Wednesday, 30 December 2015

Carrot Cake with Cream Cheese Icing

Though I was waiting for 2016 to start, I couldn't wait, what with all the Christmas spirit enveloping me!! So I finally started with my 1st Project on Christmas Eve! 

The taste of roasted walnuts added an overwhelming taste to the cake, hence I will suggest you to use good quality walnuts. They really steal the show in the recipe.


For the cake:
  • 225ml sunflower oil, plus extra for greasing
  • 3 large eggs
  • 225g granulated sugar
  • 1 tsp vanilla extract
  • 200g carrots, peeled
  • 100g walnuts 
  • 50g raisins
  • 200g self raising flour (Maida)  
  • 75g wholemeal self raising flour (Atta)
  • 1 tsp cinnamon
  • 1 tsp ground ginger
  • 1/4 tsp finely grated nutmeg
  • 1 cup milk 
*Tip for self raising flour given in the end

For the icing:
  • 50g unsalted butter, softened
  • 100g cream cheese , at room temperature
  • 20g icing sugar
  • 1/2 tsp vanilla extract
Special Equipment:
  • Muslin cloth
  • A cake tin of 9 inch diameter or more


  1. Start by getting all the ingredients in the required quantities as there is a lot of measuring to be done. Preheat the oven at 180ºC. 
  2. Pour the oil and eggs into a mixing bowl and whisk them up. Add in the sugar and vanilla extract and whisk till the time all the ingredients have thickened enough to drop heavily from the beaters. Ensure that all the ingredients have incorporated well into the mixture. You don't want a lumpy cake.
  3. Finely grate the carrots and place them inside a muslin cloth. The key to grate carrots efficiently is by first cutting off the top greens and then holding its tapering edge and grating them vertically. Now wrap the grated carrot in the cloth and squeeze out all the excess juice. By removing the juice you ensure that the cake has the right consistency and the cake is not too wet.  Fold in the carrot into the wet batter until it is well mixed. 
  4. Now we bake the walnuts.
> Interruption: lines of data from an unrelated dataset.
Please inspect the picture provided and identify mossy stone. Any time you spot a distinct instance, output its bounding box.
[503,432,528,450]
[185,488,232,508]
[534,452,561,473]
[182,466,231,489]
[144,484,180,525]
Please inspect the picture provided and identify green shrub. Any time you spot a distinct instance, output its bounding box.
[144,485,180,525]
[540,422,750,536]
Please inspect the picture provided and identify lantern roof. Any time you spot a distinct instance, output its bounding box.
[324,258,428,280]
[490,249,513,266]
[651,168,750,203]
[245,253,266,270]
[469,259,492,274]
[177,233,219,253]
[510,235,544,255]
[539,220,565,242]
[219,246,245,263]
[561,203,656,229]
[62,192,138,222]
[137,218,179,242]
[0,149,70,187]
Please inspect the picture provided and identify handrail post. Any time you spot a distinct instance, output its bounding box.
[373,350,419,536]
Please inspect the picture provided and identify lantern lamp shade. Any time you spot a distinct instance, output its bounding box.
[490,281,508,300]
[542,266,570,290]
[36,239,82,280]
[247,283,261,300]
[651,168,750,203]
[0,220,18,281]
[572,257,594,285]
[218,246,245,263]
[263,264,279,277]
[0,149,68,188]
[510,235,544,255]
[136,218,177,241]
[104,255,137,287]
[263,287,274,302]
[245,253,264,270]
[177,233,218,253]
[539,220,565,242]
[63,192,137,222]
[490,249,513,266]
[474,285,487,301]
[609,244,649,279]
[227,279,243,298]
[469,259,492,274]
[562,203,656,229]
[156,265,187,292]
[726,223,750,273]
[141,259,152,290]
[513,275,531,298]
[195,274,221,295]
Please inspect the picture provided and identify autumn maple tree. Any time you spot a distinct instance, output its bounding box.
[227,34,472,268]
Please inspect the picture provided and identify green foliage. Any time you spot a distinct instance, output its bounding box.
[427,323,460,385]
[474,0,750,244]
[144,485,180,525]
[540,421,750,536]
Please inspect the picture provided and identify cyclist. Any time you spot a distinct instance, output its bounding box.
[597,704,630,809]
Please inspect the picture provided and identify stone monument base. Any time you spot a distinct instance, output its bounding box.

It enhances their flavour and gives the cake its nutty flavour in ways that I cant even explain you. Scatter them on a baking tray and bake it for 5 minutes. Once done, you will see the walnut skins coming off its surface. Rub them in a dry cloth or just with your hands and chop them up roughly. Chop off the stem end of the raisins and throw in the walnuts and raisins in the batter.
  5. Now mix the dry ingredients separately (plain and wholemeal self raising flour, cinnamon, ginger and nutmeg) 
  6. Sifting is a very important step. Hold up the sieve at a decent height when you do so; this ensures that the flour incorporates as much air as possible lending to its fluffiness.
  7. Fold in this mixture into the wet batter gradually. Keep adding a spoon of milk to improve its consistency till it reaches a point that your spatula starts moving smoothly through the batter. I added 1 cup. (It wasn't mentioned in the original recipe)
  8. Lightly oil the tin can from end to end, spread some plain flour evenly across its surface and pour in the batter. Using a palette knife smooth its surface. It makes the cake easier to ice.
  9. Bake the cake in the oven for 45 min - 65 min. Check for its readiness by inserting a skewer or a knife. Leave it in the tin to cool for 5 minutes. it will come out neatly if done so. Place it on a wire rack and allow it to cool.
  10. To make the icing, whisk the cream cheese, butter, icing sugar, vanilla essence till it becomes smooth and develops a beautiful, velvety  texture. The cream cheese and the butter must be at room temperature before blending so that the icing does not develop lumps.
  11. Once the cake cools down, spread the icing over it with a palette knife.

Tip: You can make self-raising flour yourself by adding 1.5 tsp baking powder and 1 tsp salt for every cup of flour used.

You can also decorate the cake with orange rind sprinkled over the icing!

Tuesday, 15 December 2015

Baking 101! Take 1#

I came across this delightful book called - "A little course in... Baking" which teaches you everything you need to know in baking - from whipping to sifting to folding to creaming.
There are a plethora of recipe books that I have which have been lying around waiting to be used, being gazed at while I ask mom if she has the required ingredients in her wonderfully stocked larder (yes that's what I love to call it!). I am very sure they are all yearning to get marked with a fleck of cocoa here or a smudge of watermark there as I use them. And thus I decided to to try something new! Bake a little and learn along!

So the title says Baking 101! Why?
It is my personal initiative to "learn" baking. And while I do so, I will share the best moments, lovely pictures and also things that I learn on the way.
Hope you enjoy it!
Bon Appétit!

*The recipes are pure adaptations of the book "A little course in... Baking" and I claim no intellectual rights over it.